José Pedro é um purista o que, nos tempos que correm, o torna admirável.
Logo este primeiro volume, onde não estão os 10 anos de Presidência da
República ou a sua passagem pela Câmara de Lisboa, é um livro de
revelações com largas dezenas de testemunhos.
Não se conheciam, é
curioso. Nunca fez cobertura de nenhuma viagem presidencial, nunca
falara com Sampaio mais do que palavras circunstanciais, num momento ou
noutro. Umas conversas a propósito de Macau foram a única excepção – o
jornalista colocara em livro um retrato dos últimos dias sob o ‘domínio’
português. Aí trocaram ideias e talvez José Pedro tenha contado a Jorge
que uma fulminante hepatite o impedira de o conhecer, em 1969. Acabara
de entrar na universidade e estava envolvido na CDE, onde o influente
advogado Jorge Sampaio era figura mais do que destacada. Utilizei a
palavra talvez porque não acredito que o tenha feito, com José Pedro as
palavras são equilibradas e nunca ultrapassa a fronteira de ânimo leve.
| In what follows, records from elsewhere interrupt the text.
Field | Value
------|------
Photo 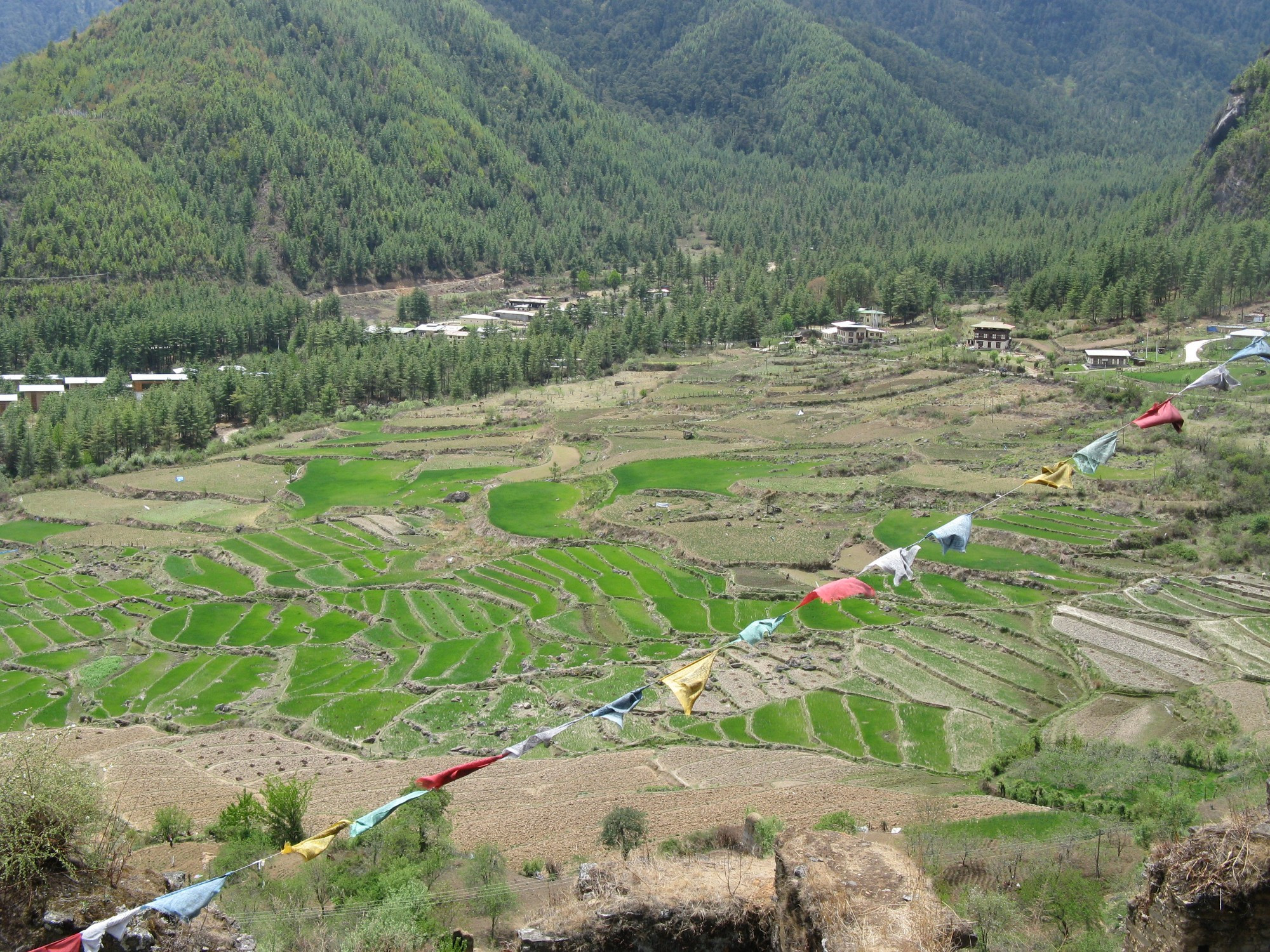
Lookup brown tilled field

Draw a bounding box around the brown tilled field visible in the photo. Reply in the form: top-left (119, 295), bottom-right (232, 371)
top-left (50, 727), bottom-right (1038, 862)
top-left (99, 459), bottom-right (286, 499)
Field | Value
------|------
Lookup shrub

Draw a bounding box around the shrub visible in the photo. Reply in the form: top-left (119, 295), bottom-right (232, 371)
top-left (464, 843), bottom-right (517, 942)
top-left (599, 806), bottom-right (648, 859)
top-left (207, 790), bottom-right (265, 843)
top-left (754, 816), bottom-right (785, 856)
top-left (150, 806), bottom-right (194, 847)
top-left (260, 777), bottom-right (314, 849)
top-left (0, 735), bottom-right (104, 895)
top-left (812, 810), bottom-right (859, 833)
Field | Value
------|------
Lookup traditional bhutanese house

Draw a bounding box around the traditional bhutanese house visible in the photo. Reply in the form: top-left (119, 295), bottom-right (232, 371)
top-left (829, 321), bottom-right (886, 347)
top-left (1085, 350), bottom-right (1133, 371)
top-left (18, 383), bottom-right (66, 413)
top-left (451, 314), bottom-right (498, 329)
top-left (965, 321), bottom-right (1015, 350)
top-left (494, 296), bottom-right (551, 314)
top-left (65, 377), bottom-right (105, 390)
top-left (131, 373), bottom-right (189, 391)
top-left (490, 315), bottom-right (537, 324)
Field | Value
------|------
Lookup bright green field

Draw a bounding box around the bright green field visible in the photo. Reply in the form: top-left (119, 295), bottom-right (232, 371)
top-left (613, 457), bottom-right (814, 496)
top-left (874, 509), bottom-right (1101, 585)
top-left (749, 697), bottom-right (812, 748)
top-left (163, 555), bottom-right (255, 595)
top-left (0, 519), bottom-right (84, 546)
top-left (489, 481), bottom-right (585, 538)
top-left (288, 459), bottom-right (508, 518)
top-left (318, 691), bottom-right (419, 737)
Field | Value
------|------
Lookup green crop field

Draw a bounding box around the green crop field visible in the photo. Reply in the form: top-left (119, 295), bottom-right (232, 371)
top-left (164, 555), bottom-right (255, 595)
top-left (918, 572), bottom-right (1001, 605)
top-left (489, 481), bottom-right (585, 538)
top-left (613, 457), bottom-right (813, 496)
top-left (874, 509), bottom-right (1100, 581)
top-left (805, 691), bottom-right (867, 757)
top-left (847, 694), bottom-right (903, 764)
top-left (318, 691), bottom-right (418, 737)
top-left (897, 704), bottom-right (952, 770)
top-left (290, 459), bottom-right (508, 518)
top-left (749, 698), bottom-right (812, 746)
top-left (0, 519), bottom-right (83, 546)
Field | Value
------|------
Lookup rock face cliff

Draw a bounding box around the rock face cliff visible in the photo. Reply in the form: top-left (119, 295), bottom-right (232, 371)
top-left (1199, 51), bottom-right (1270, 216)
top-left (772, 833), bottom-right (973, 952)
top-left (1124, 814), bottom-right (1270, 952)
top-left (519, 833), bottom-right (973, 952)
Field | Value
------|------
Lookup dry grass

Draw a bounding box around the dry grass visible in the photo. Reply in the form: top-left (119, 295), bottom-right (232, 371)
top-left (531, 852), bottom-right (775, 948)
top-left (1146, 810), bottom-right (1270, 908)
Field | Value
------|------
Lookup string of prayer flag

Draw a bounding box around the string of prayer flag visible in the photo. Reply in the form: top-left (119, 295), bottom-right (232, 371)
top-left (30, 932), bottom-right (81, 952)
top-left (80, 909), bottom-right (140, 952)
top-left (503, 715), bottom-right (589, 757)
top-left (1133, 400), bottom-right (1185, 433)
top-left (1072, 430), bottom-right (1120, 476)
top-left (282, 820), bottom-right (352, 863)
top-left (587, 688), bottom-right (644, 727)
top-left (1177, 363), bottom-right (1240, 393)
top-left (926, 515), bottom-right (974, 555)
top-left (348, 790), bottom-right (432, 839)
top-left (864, 543), bottom-right (922, 588)
top-left (662, 647), bottom-right (723, 715)
top-left (1227, 338), bottom-right (1270, 363)
top-left (794, 576), bottom-right (878, 611)
top-left (415, 753), bottom-right (507, 790)
top-left (737, 612), bottom-right (789, 645)
top-left (141, 873), bottom-right (230, 923)
top-left (1024, 461), bottom-right (1072, 489)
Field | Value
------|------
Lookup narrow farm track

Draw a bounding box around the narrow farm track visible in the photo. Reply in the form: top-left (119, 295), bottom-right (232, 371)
top-left (55, 727), bottom-right (1036, 861)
Durante as muitas dezenas de conversas entre os dois nunca se trataram
por tu, nunca deixaram de ser formais um com o outro – defende que a
ultrapassagem da barreira altera os paradigmas e influencia o resultado
do trabalho.
Conto-lhe. Que Jorge Sampaio destruiu todos os
processos aos presos políticos que defendeu. Fê-lo depois do 25 de Abril
porque a pressão do Partido Comunista era tão forte para a eles ter
acesso que, numa noite de exasperação, entrou no escritório e queimou
uma caixa inteira de documentos. Preferiu fazê-lo a correr o risco de
contribuir para ajustes de contas que o violentariam para sempre.
Que
em 1962, quando o jovem Sampaio liderava a RIA e assumia protagonismo
na fortíssima contestação a Salazar, durante uns dias sentiu a
necessidade de desaparecer de circulação. Abandonou a sua casa em Sintra
e mudou-se para uma pensão na Rua Braamcamp. Outros elementos da
organização de estudantes experimentaram também a clandestinidade e
entre eles encontra-se Afonso de Barros, filho de Henrique de Barros que
era irmão de Teresa, mulher de Marcello Caetano. Sampaio precisou de
falar com Afonso e teve o palpite que só poderia ter-se escondido num
sítio: em casa do futuro Presidente do Conselho.
Bateu-lhe à
porta e Afonso estava no escritório na companhia de Marcello. O
professor, alarmado com a possibilidade de ser a PIDE, pediu à empregada
para ir à porta informar que ainda ninguém chegara. Assim fez e Jorge
limitou-se a deixar um recado sem lhe passar pela cabeça que, naquele
dia, fora confundido com um polícia político. Quando a empregada
tranquilizou Marcello, o reitor terá desabado: «Eles não ousariam».
Que
conheceu Álvaro Cunhal em Agosto de 1968, numa quinta nos arredores de
Paris. A reunião de opositores ao Estado Novo fora agendada e a maioria
aportou à capital francesa – uns chegaram de Portugal, outros de Itália,
da Argélia ou da Suíça. Foi o comunista Pedro Ramos de Almeida, na
clandestinidade, quem organizou a partida dos que estavam em Portugal.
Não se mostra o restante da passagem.